Stielgitz Flatiron Building
Alfred Stieglitz. The Flatiron Building, 1902.

Edward Weston. Pepper #30, 1930.

Laurie Simmons. Woman/Purple/Dress, 1978/87.

It was only after the turn of the century that photography began to breach the walls of the gallery and museum world in America, and even then with limited success. Now, however, photographs can sell for six figures — not in the same league as the millions for a Van Gogh painting, but not exactly chump change either — and be presented in fine art museums, not industrial expositions.

The question remains: if photography is an art, what kind of art is it? If we call a specific photograph a work of art does that mean it shows technical excellence? That it reminds us of a particular kind of painting or drawing? Provides a good record of something we regard as beautiful, such as a sunset?

Photographs need not be unique, unlike the Mona Lisa and other paintings, except for daguerreotypes. It's possible to make a lot of copies, so what does rarity mean? (Some photographers are now making "limited editions.") And since photographs can be taken in many ways, what makes one artistic and one ordinary? In the early days of the twentieth century, photographs imitated painting as the way to claim artistic status, modelling a photograph on Whistler's famous painting of his mother, or recording a New York skyscraper with compositional devices learned from Japanese prints and a dreamy softness that removed the image from being confused with an "objective" factual record.

Then along came modernism, and photography eventually caught up, with sharp-focus, and up-to-date notions of subject matter and treatment. Edward Weston's image of a pepper takes something that is familiar and common, isolates it to concentrate attention on it, and through careful lighting and printing makes it look like a monumental sculpture.
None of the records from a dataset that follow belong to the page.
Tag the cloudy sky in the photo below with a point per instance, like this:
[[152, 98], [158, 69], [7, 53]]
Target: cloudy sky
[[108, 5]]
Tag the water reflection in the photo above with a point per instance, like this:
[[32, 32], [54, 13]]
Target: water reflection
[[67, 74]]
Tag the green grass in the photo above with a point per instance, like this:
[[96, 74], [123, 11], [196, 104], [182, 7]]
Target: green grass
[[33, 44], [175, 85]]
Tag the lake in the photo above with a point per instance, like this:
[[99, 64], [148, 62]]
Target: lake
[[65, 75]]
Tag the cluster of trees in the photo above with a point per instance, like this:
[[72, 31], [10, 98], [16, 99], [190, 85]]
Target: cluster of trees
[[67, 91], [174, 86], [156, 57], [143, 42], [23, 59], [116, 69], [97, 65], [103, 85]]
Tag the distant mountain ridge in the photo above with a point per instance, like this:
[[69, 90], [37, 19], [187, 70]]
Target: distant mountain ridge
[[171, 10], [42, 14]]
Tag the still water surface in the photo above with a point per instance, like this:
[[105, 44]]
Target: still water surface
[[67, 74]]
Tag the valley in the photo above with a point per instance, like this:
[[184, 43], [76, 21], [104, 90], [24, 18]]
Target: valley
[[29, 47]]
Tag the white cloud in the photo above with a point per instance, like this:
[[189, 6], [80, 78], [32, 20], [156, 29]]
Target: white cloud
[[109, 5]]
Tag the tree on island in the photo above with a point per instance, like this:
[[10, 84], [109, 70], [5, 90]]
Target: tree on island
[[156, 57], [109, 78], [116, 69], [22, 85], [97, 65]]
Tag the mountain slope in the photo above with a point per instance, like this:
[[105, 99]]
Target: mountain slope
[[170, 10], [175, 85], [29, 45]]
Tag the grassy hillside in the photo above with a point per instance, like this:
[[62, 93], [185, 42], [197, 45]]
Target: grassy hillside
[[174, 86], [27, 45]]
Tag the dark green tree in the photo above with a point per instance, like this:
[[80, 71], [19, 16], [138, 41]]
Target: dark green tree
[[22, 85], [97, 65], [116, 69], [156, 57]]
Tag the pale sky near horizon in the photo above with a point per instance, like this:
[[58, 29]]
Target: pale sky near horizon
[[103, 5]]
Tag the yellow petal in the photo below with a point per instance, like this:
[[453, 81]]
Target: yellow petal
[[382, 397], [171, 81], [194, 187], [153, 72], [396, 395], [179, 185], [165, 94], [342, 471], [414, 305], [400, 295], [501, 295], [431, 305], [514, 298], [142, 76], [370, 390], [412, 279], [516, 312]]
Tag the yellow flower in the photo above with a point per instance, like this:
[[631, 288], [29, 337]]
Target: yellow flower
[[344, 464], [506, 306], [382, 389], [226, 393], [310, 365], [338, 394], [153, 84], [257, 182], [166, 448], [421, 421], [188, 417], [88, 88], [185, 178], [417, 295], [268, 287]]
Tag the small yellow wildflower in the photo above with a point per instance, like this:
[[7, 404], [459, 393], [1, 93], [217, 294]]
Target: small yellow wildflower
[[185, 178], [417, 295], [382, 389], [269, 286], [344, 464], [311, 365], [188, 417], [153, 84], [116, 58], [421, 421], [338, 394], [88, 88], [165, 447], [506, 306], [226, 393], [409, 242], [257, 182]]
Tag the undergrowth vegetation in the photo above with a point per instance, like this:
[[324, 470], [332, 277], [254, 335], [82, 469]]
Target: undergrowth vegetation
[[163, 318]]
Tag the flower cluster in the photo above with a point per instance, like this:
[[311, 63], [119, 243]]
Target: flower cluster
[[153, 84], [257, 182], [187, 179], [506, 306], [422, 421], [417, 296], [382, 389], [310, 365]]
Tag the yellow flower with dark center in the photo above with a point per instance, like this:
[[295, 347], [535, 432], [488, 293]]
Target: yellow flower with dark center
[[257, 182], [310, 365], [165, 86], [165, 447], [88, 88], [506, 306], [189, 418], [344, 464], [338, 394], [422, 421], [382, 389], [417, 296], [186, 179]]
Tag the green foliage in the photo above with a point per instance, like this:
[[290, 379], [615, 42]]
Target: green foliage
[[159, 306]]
Finally . . . along came post-modernism, in the guise of Andy Warhol, who used photographs as the basis for paintings. Many photographers were no longer trying to go out and make pictures "from nature" in the manner of Ansel Adams. Adams, the figure probably most identified with beautiful photographs by the general public, was a man whose ideas about art were essentially ninteenth-century ideas. Post-modern photographers in the late twentieth century appropriated images from other sources such as photojournalism or advertising, or staged their own scenes instead of trying to go out on the streets and capturing "real life." Photography became a tool, and a modern and useful one. Beauty was one thing, "interesting visual images made using photography" was another, maybe. That's where we are today.

In slightly over a century and a half, photography has gone from outsider to insider status, but now the rules of the art game seem to have changed, as "mixed media" (collage and installation art, with photography, painting, and sculpture joined) and "new media" (video and computer) disrupt the old-fashioned divisions into painting, sculpture, and prints and drawings. Photography may be the new kid on the block, but the whole neighborhood is changing fast.